Yerel yönetimlerde yaptığımız araştırmada ne Hatay Büyükşehir Belediyesinin ne de ilçe belediyelerin hiçbir hazırlığının olmadığı hatta gündemlerinde bile olmadığı anlaşılıyor. AKUT’un 26 ilde yaptığı araştırmada toplumun % 55’inin depreme hiçbir hazırlığının olmadığını gösteriyor. Bu araştırmaya katılanların % 58’i yaşadıkları yerde ”acil durum toplanma alanı olmadığını” belirtmiştir. Yani toplumun da bu konu da bir hazırlığı yok. Bugün deprem olsa planımız nedir? Ne yapmalıyız? Nasıl davranmalıyız? Nerede toplanmalıyız? Nasıl organize olmalıyız? sorularına yanıt verebilen çok az.

Hatay’daki deprem toplanma alanları ve stratejik tesisler:
İstanbul’da sürekli gündemde olan ”deprem toplanma alanları”nın Hatay’daki durumuna bir göz atalım. Deprem toplanma alanlarının neresi olduğunu ancak e-devlet üzerinden öğrenebiliyorsunuz. Yani şiddetli bir depremden sonra internetinizden (tabi internet kalırsa) e-devlet sayfanıza girip nerede toplanmanız gerektiğini öğrenmeniz gerekiyor. Bu toplanma alanlarının büyük bir kısmı ”afad deprem haritasına” göre ya fay hatlarının üzerinde ya da fay hattının çok yakınında görünüyor. Bu deprem alanlarını ivedilikle elden geçirilip yenilenmesi gerekmektedir.

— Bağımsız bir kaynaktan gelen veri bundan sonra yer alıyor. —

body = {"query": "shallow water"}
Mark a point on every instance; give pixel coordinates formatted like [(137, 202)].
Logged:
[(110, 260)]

Yeni devlet hastahanesi, yeni stadyum, havaalanının ”afad deprem haritasına” göre konumlarına bakacak olursak fay kırıklarının ortasında yer alıyorlar.13 ağustos 1822’deki şiddetli depremin etkilerine bakarsak Amik ovasında zeminde sıvılaşma olduğunu görürüz. Yani zeminin çökme riski çok yüksek. Şiddetli bir depremden sonra bu tesisler kullanılamaz hale gelirse bir B planı var mı?

ÖNERİLER:
1-Hatay Büyükşehir Belediyesi başta olmak üzere, ilçe belediyeleri de şiddetli bir depremden hemen sonra faaliyete geçecek arama kurtarma ekipleri kurulmalıdır.
2-Deprem istasyonları kurulmalıdır. Bunların içinde arama kurtarma ve ilk yardım malzemeleri bulunmalıdır.
3-Toplanma alanları yeniden düzenlenmelidir.
4-Toplanma alanlarının neresi olduğu tabelalarla belirtilmelidir. Bu tabelalarda gerekirse bilgilendirme notları olmalıdır.
5-Bu konularda toplum mutlaka bilinçlendirilmelidir. Gerekirse ev ev dolaşıp yapılmalıdır.
Bu maddeleri çoğaltmak mümkün ama biz burdan başlasak arkası gelir zaten. Umarım buradan sesimizi yetkililere duyurabiliriz.